ECLI:NL:GHARL:2025:5537 - Gerechtshof Arnhem-Leeuwarden - 9 september 2025

Arrest

ECLI:NL:GHARL:2025:55379 september 2025

Rechtsgebieden

Arrest inhoud

locatie Arnhem, afdeling civiel

zaaknummer gerechtshof 200.357.211 rekestnummer rechtbank Overijssel, zittingsplaats Almelo

arrest van 9 september 2025

in de zaak van

[verzoeker] die woont in [woonplaats] die hoger beroep heeft ingesteld hierna: [verzoeker] advocaat: mr. M.E. Kikkert

1 De procedure bij de rechtbank

1.1. Bij vonnis van 14 juli 2025 heeft de rechtbank Overijssel, zittingsplaats Almelo (hierna: de rechtbank) het verzoek van [verzoeker] om te worden toegelaten tot de wettelijke schuldsaneringsregeling (hierna: de wsnp) afgewezen. Het hof verwijst naar dat vonnis.

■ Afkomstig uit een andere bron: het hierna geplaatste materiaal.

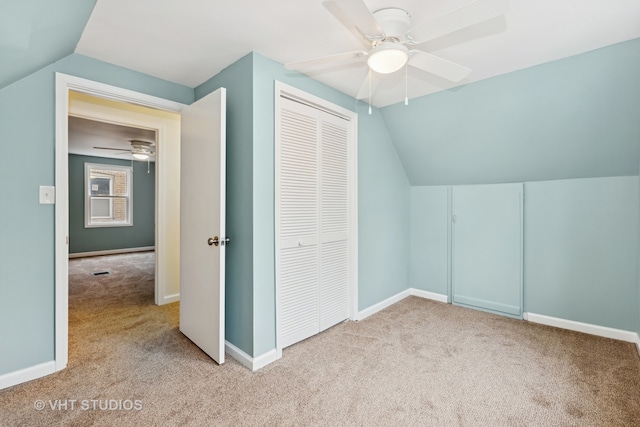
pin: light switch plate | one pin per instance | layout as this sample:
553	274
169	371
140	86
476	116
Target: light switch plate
47	195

2 De procedure bij het hof

2.1. Door middel van een op 22 juli 2025 bij het hof binnengekomen beroepschrift heeft [verzoeker] hoger beroep ingesteld tegen het vonnis van 14 juli 2025. De bedoeling van het hoger beroep is dat [verzoeker] alsnog wordt toegelaten tot de wsnp.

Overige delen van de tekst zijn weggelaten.